Ideal land for miscanthus includes buffer strips next to waterways and public areas, replacing switchgrass in land coming out of the Crop Reserve Program (CRP), or an alternative for land that farmers can no longer produce grain on due to extreme soil degradation. Using land in this way would allow a producer to make a profit from the land while still keeping conservation and the natural resources in the forefront. Producing miscanthus rather than using ground as set aside will also reduce the amount of government funds required for supporting CRP agreements.
Project objectives from proposal:
The information gained about growing miscanthus will be made public in the local newspaper as well as with surrounding organizations that are interested in harvesting large amounts of biomass for biofuel production. These companies include Poet, Syngest, and Flint Hills Resources along with local co-ops, Aspinwall Co-op and Manning Co-op, and local equipment dealerships.
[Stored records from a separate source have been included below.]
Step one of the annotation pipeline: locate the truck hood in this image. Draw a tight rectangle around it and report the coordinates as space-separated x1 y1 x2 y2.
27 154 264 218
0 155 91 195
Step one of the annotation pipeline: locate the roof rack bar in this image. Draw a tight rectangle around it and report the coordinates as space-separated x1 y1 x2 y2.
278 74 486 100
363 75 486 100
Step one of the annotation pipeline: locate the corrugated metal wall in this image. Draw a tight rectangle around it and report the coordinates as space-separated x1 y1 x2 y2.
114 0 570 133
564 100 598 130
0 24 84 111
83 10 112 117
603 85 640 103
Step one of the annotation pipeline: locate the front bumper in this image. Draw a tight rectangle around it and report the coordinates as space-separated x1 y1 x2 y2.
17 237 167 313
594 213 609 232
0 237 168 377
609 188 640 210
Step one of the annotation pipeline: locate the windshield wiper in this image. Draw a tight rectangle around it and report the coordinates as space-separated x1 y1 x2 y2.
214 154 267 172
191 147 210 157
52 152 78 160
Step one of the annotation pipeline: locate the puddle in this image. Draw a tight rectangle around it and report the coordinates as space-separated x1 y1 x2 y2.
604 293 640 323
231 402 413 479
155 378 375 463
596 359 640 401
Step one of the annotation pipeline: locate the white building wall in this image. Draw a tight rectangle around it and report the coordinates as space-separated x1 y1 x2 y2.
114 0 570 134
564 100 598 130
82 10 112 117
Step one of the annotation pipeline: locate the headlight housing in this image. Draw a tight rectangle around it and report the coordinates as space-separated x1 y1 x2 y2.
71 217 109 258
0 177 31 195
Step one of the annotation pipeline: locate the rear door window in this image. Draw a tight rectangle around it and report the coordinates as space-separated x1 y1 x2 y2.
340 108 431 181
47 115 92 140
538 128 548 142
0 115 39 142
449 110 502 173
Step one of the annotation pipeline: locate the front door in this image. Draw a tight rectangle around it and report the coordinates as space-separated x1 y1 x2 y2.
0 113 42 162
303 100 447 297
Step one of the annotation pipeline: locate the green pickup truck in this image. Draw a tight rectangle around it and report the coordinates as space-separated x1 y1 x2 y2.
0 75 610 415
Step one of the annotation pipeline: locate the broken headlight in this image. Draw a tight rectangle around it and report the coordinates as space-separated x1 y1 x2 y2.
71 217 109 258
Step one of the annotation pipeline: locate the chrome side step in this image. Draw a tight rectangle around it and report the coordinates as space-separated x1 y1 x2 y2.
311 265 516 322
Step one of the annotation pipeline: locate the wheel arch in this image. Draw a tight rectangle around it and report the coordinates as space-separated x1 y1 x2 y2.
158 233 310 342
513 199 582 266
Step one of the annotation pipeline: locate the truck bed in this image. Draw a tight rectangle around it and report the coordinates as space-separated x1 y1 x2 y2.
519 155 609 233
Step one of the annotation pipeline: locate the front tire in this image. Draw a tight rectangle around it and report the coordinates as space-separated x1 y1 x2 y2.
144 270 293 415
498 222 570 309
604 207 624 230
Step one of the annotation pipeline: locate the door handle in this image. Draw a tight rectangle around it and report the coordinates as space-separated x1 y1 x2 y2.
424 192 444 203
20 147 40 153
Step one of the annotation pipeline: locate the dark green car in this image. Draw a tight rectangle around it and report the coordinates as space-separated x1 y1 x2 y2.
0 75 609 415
The local IKM-Manning Community High School agronomy program will be included for outreach to allow the young people in the community to learn about the information on growing miscanthus and what challenges and benefits go along with it. It is expected these future farmers and farm hands will be the people responsible for bringing renewable biomass to the region in the coming years. The project progress and results will be documented and communicated to the interested public by Randy Kasparbauer in a website blog, Facebook, and Twitter social networking sites.
The project will include input from the local NRCS, Missouri and Mississippi divide RC and D, and the Iowa State University extension. Cooperation with the Southern Iowa RC and D miscanthus research will be done as well. A trip will be made to visit the current small plots of miscanthus in this region to learn more about the plants and to discuss research findings of various miscanthus projects.
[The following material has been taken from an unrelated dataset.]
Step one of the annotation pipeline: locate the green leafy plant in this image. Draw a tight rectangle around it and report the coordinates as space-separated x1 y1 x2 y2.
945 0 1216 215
Each research topic will be evaluated in a specific way. Soil nutrient usage will be evaluated by the percentage of nutrient loss/gain. Soil samples will be taken at the beginning of each growing season and at the end of the project for evaluation. The soil study will measure the soil in spring and after a harvest to compare nutrient levels. The soil nutrients of focus will be nitrogen, phosphorus, potassium, and soil organic carbon. Moisture and major weather events will be monitored throughout the growing seasons for data tracking purposes.
The difficulty in planting and digging 24,000 plant per acre populations (high) versus 16,000 plant populations per acre (reduced) will be measured by the time, machine power, and physical effort that is required to conduct each step of planting and digging of rhizomes. The overall plant health will also be analyzed for each plot for each season. This is a new study for the Midwest. This type of rhizome planning of grass is not done on a large scale, but will have to be started if biomass is to be a significant player in future energy production.
All the biomass harvested will be evaluated during each growing season for amount of water received and weather conditions while growing along with final biomass weight output and quality collected for each plot. The biomass will be evaluated by a forage testing laboratory in Nevada, IA. This information will be used to identify the significant trends due to weather and other recorded events.